Alemanha e Argentina vão disputar mais um título Mundial. Pelo caminho ficaram o anfitrião Brasil e a Holanda, eternamente à beira do sonho. Equipas repletas de “estrelas”, que povoam a ilusão de qualquer equipa ou adepto. Falamos da elite do futebol Mundial. E como será no… Burundi?
Para quem não sabe, é um pequeno país africano. Dada a extrema pobreza da nação, bem se pode orgulhar do honroso 128.º no ranking da FIFA, composto por 209 seleções.

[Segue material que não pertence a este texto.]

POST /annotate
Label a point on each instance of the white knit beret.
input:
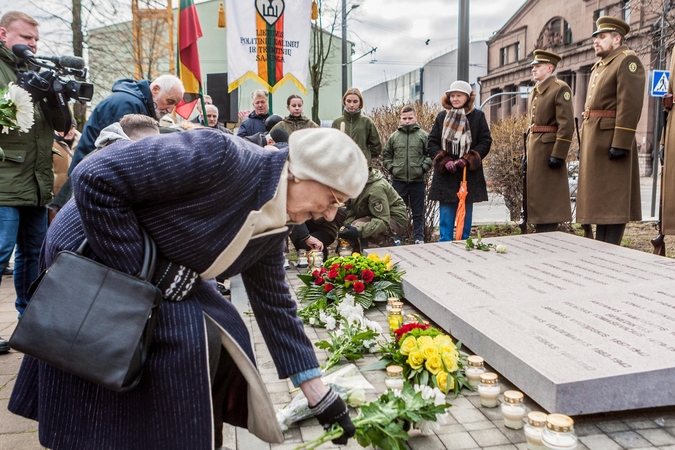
(330, 157)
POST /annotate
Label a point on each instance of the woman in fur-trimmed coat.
(460, 138)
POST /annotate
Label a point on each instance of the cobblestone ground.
(469, 426)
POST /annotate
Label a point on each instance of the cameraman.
(27, 172)
(129, 97)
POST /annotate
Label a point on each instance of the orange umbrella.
(461, 208)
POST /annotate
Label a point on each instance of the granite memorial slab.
(578, 325)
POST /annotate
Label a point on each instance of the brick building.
(564, 27)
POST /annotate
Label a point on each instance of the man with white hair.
(212, 119)
(129, 97)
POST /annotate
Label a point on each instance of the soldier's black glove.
(332, 409)
(554, 162)
(349, 233)
(617, 153)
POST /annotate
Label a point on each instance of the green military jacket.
(27, 171)
(405, 155)
(380, 201)
(363, 131)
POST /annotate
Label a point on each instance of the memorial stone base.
(578, 325)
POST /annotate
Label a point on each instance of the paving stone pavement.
(469, 425)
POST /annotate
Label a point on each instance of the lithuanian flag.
(189, 31)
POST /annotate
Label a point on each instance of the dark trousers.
(413, 196)
(611, 234)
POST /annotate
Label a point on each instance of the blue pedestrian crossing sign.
(658, 82)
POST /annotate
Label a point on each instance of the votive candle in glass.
(474, 370)
(513, 410)
(394, 378)
(559, 433)
(489, 390)
(536, 421)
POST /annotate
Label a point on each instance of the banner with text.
(268, 41)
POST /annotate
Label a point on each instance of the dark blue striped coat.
(191, 191)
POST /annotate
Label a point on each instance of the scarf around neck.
(456, 132)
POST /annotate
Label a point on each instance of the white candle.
(489, 395)
(473, 375)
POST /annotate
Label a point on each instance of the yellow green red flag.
(189, 31)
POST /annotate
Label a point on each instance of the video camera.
(50, 85)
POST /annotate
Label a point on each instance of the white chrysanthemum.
(24, 106)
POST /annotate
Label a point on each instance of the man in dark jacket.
(256, 120)
(129, 97)
(26, 167)
(405, 157)
(376, 215)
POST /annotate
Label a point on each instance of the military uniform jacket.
(548, 197)
(668, 181)
(609, 190)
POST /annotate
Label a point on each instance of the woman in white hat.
(459, 140)
(214, 204)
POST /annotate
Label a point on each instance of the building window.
(516, 48)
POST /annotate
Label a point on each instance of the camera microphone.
(23, 51)
(71, 62)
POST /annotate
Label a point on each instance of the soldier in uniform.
(609, 183)
(549, 137)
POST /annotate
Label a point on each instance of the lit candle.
(536, 421)
(513, 410)
(394, 378)
(489, 390)
(559, 433)
(474, 370)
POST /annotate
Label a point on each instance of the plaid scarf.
(457, 132)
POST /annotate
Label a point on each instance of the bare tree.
(322, 44)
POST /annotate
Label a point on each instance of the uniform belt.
(543, 129)
(599, 113)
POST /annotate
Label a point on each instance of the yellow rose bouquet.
(428, 357)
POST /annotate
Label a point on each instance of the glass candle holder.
(474, 370)
(536, 421)
(395, 319)
(489, 390)
(559, 433)
(302, 259)
(513, 410)
(394, 378)
(316, 259)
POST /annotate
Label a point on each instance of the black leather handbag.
(90, 320)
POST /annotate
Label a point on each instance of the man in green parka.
(26, 167)
(375, 216)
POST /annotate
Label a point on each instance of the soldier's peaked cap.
(542, 56)
(606, 24)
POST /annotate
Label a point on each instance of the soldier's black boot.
(4, 346)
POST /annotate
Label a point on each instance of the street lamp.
(344, 43)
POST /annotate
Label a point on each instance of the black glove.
(349, 233)
(617, 153)
(332, 409)
(554, 162)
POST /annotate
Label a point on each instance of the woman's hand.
(314, 244)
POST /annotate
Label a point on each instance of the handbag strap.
(149, 255)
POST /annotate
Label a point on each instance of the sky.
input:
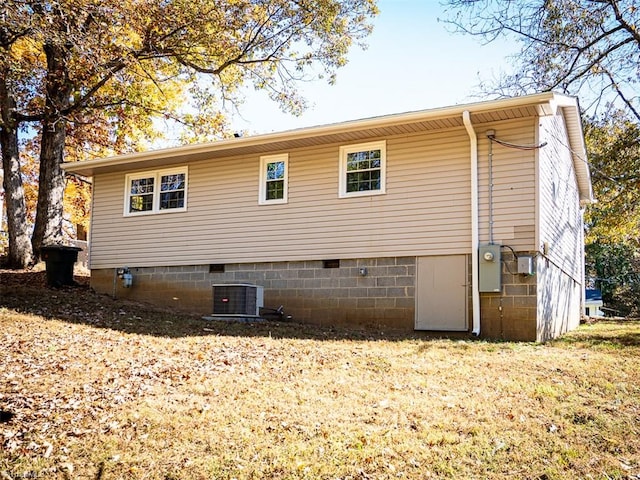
(413, 62)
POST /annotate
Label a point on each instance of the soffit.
(340, 133)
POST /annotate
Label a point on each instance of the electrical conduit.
(475, 275)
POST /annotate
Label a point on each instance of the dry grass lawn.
(92, 388)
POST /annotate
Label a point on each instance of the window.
(156, 192)
(362, 169)
(273, 179)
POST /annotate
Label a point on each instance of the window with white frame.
(273, 179)
(362, 169)
(156, 191)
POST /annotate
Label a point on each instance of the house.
(458, 219)
(593, 303)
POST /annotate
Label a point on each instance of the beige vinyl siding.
(560, 216)
(514, 187)
(426, 210)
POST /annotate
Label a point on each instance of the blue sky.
(413, 62)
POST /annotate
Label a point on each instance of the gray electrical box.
(490, 268)
(525, 265)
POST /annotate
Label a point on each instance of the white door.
(441, 293)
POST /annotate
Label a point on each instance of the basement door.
(441, 293)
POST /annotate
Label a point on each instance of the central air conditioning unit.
(237, 300)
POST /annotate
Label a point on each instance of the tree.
(96, 73)
(11, 33)
(613, 223)
(591, 47)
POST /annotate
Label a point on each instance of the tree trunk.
(20, 253)
(49, 212)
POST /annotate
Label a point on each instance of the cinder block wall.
(512, 313)
(308, 290)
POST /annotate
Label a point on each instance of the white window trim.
(345, 150)
(157, 174)
(262, 195)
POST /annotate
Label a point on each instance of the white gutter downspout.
(475, 236)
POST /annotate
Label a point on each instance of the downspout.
(475, 235)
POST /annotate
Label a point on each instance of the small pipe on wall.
(475, 235)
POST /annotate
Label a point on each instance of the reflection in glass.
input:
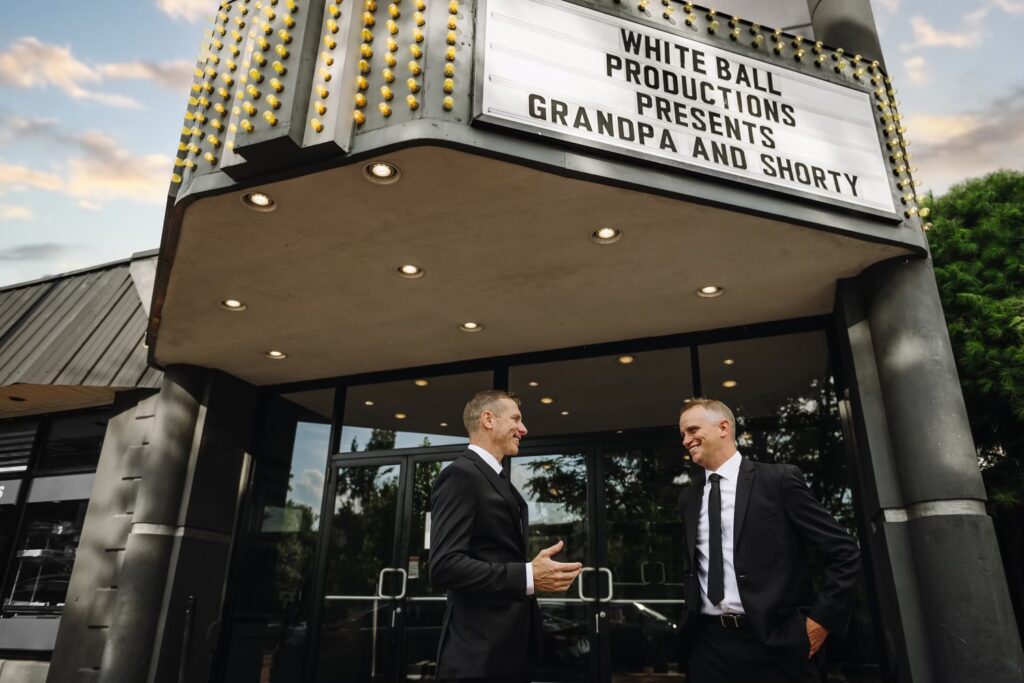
(603, 393)
(44, 556)
(355, 632)
(409, 414)
(555, 489)
(276, 550)
(425, 607)
(645, 554)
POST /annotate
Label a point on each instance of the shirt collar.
(730, 468)
(487, 458)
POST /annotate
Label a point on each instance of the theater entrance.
(331, 570)
(612, 503)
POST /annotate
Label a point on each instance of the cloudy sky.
(92, 96)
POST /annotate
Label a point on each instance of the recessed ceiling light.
(411, 271)
(606, 236)
(259, 202)
(232, 305)
(381, 172)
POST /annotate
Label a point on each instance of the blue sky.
(92, 96)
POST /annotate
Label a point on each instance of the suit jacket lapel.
(743, 485)
(692, 516)
(501, 485)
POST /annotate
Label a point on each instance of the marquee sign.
(558, 69)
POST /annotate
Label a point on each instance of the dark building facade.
(379, 209)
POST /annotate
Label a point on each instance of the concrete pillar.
(171, 578)
(942, 588)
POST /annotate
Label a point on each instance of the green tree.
(977, 242)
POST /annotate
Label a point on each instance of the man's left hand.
(816, 634)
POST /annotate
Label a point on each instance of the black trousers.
(725, 654)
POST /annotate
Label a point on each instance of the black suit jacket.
(776, 521)
(492, 629)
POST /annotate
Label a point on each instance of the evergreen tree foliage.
(977, 243)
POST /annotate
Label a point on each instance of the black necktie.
(716, 570)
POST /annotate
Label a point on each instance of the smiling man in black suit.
(492, 627)
(752, 615)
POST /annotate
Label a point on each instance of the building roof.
(72, 340)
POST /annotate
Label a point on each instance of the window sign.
(553, 68)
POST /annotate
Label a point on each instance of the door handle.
(610, 579)
(580, 584)
(380, 583)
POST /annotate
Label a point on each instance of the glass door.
(641, 557)
(557, 486)
(614, 508)
(364, 585)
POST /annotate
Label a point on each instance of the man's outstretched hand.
(816, 634)
(551, 575)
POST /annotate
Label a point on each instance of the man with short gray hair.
(492, 627)
(752, 614)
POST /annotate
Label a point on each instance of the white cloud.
(13, 212)
(927, 35)
(186, 10)
(915, 72)
(19, 178)
(1009, 6)
(33, 63)
(174, 75)
(102, 171)
(951, 148)
(89, 206)
(891, 6)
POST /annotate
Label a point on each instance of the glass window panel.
(278, 546)
(410, 414)
(16, 439)
(612, 392)
(74, 441)
(44, 555)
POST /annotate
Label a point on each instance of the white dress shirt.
(497, 467)
(729, 471)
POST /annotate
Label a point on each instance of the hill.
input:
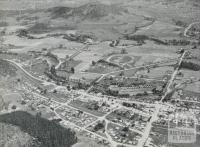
(47, 133)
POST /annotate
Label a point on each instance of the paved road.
(158, 106)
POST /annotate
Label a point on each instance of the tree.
(72, 70)
(14, 107)
(123, 51)
(93, 63)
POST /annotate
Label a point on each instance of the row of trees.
(190, 65)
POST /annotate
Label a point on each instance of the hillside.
(88, 11)
(47, 133)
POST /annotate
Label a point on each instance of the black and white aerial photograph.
(99, 73)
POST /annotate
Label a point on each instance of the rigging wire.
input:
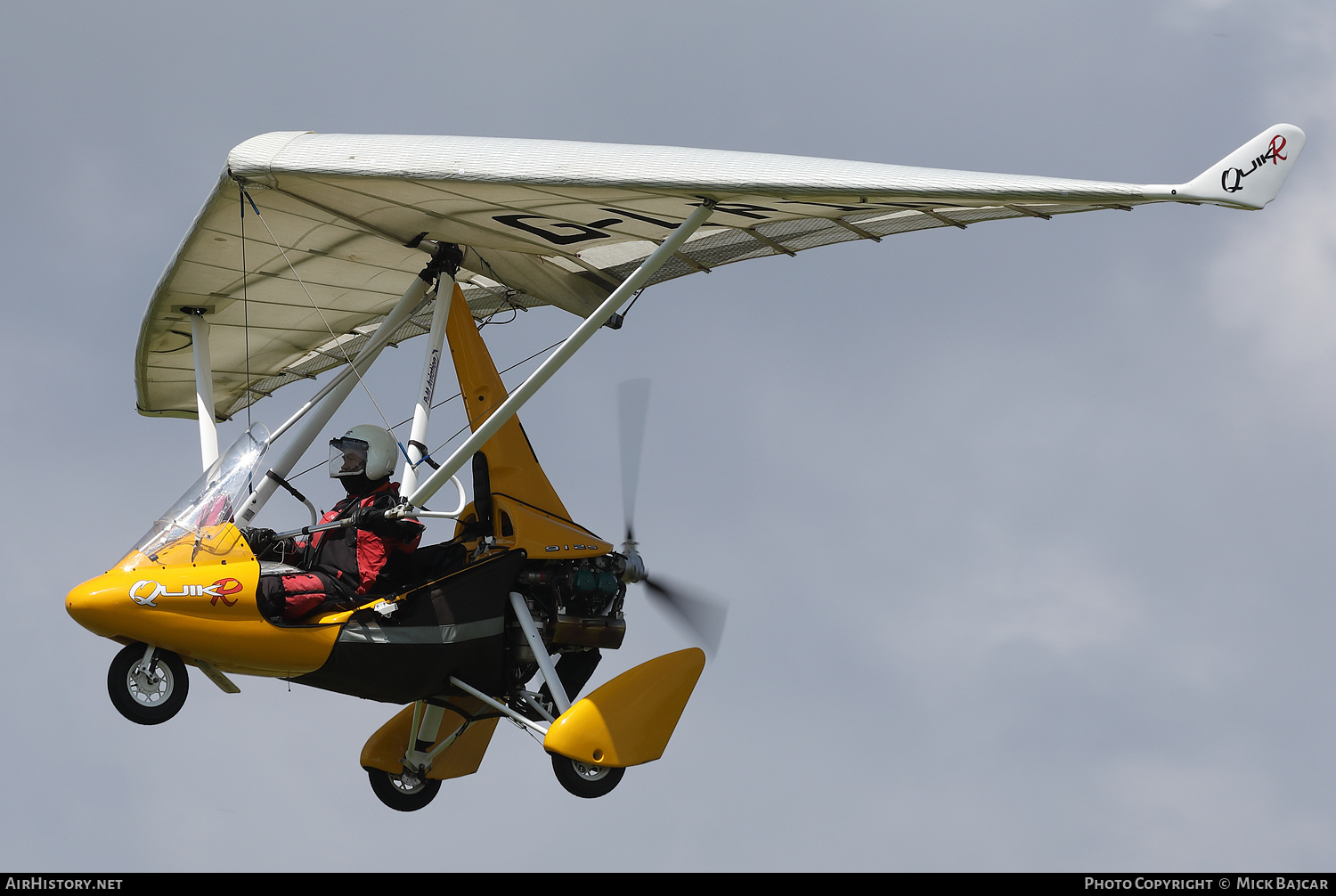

E se o título de campeão nacional valesse ao clube o chorudo prémio de... 2.500 euros? E se o prémio de vitória em jogo "complicado" desse direito a menos do que bilhete duplo de cinema? E se o ordenado mensal não pagasse uma conta normal de luz em Portugal? Deverei acrescentar banho na rua após o treino? Ser campeão do Burundi é mesmo assim. Rico em factos de ficção.
O êxito no campeonato rende menos ao clube do que o que me custa este périplo de mês e meio por África. 2.500 euros é o pecúlio que espera o campeão do 10° país com menor índice de desenvolvimento do mundo.
"O nosso campeonato tem muitos futebolistas com valor para jogar na Europa. Apenas não somos seguidos porque somos país demasiado pobre. Ainda assim, a nossa posição no ranking da FIFA mostra o que sabemos", diz-me interlocutor que não quer ser identificado. Aliás, como todos os outros das quatro equipas da primeira e segunda divisões que treinam em simultâneo em amplo ervado não muito longe do lago Tanganhica. Cada um com o equipamento de diferentes nações.
"Técnica e velocidade" são as principais qualidades do futebolista do Burundi, garantem. Capacidades desenvolvidas em terrenos de que até cabras desdenhariam. Este amplo espaço, onde cabem uns quatro relvados normais, terá mais peladas do que erva. Bem grande e cheia de tufos.
"Estamos habituados às dificuldades. Se jogamos bem nestas condições, imaginem em campos relvados decentes", reforçam. As balizas não estão alinhadas nem têm redes, os guarda-redes usam luvas mais do que desgastadas e o treino pode ser invadido por qualquer um. A todo o momento. Não foram apenas dois cães. Também um vendedor de bebidas e snacks faz a sua aparição, enquanto se joga. Em segundos sai pela imaginária linha lateral com cesta mais leve e bolsos mais felizes. Mais tarde repete o raide que vai alternando no treino de cada equipa.
O trabalho é à porta aberta, mas "raramente os treinadores gostam de preparar a equipa contra um rival". O tom de pele denuncia-me. A máquina fotográfica que insiste em disparar levanta curiosidade. "És um 'olheiro”, pergunta-me alguém, enquanto me atira a bola para a jogar. Dececionados com a nega, mas "jornalista também é bom". "Sim, podes contar ao mundo o que aqui vês". Digo-lhe que sim, a um pequeno universo...
Há quem tenha de abandonar o treino mais cedo para atacar o segundo (talvez o principal) emprego. Não há balneários. Improvisação: conduta de água pública, a separar o relvado da estrada, onde se banham e lavam. Despidos de roupa e preconceitos. Mas defensores da sua da sua honra, dignidade quando se cruzam com olhares estranhos.
No campeonato só há espaço para simplicidade e precaridade de condições: sem balneários, cada equipa vai pelas ruas rumo ao decrépito "estádio", já trajada a rigor, perante a indiferença da habituada população. "Equipamo-nos onde der. Isso não é importante".
O aquecimento é uma festa para qualquer europeu. Quantas vezes é mais uma dança do que correcta preparação física. Criativas coreografias acompanhadas regularmente de palmas. Ritmo. Ritmo. Ritmo.
O futebol no Burundi pode ser um espectáculo sui generis. E até uma lição de vida. Sobram-lhe motivos de interesse. Fiquei fã!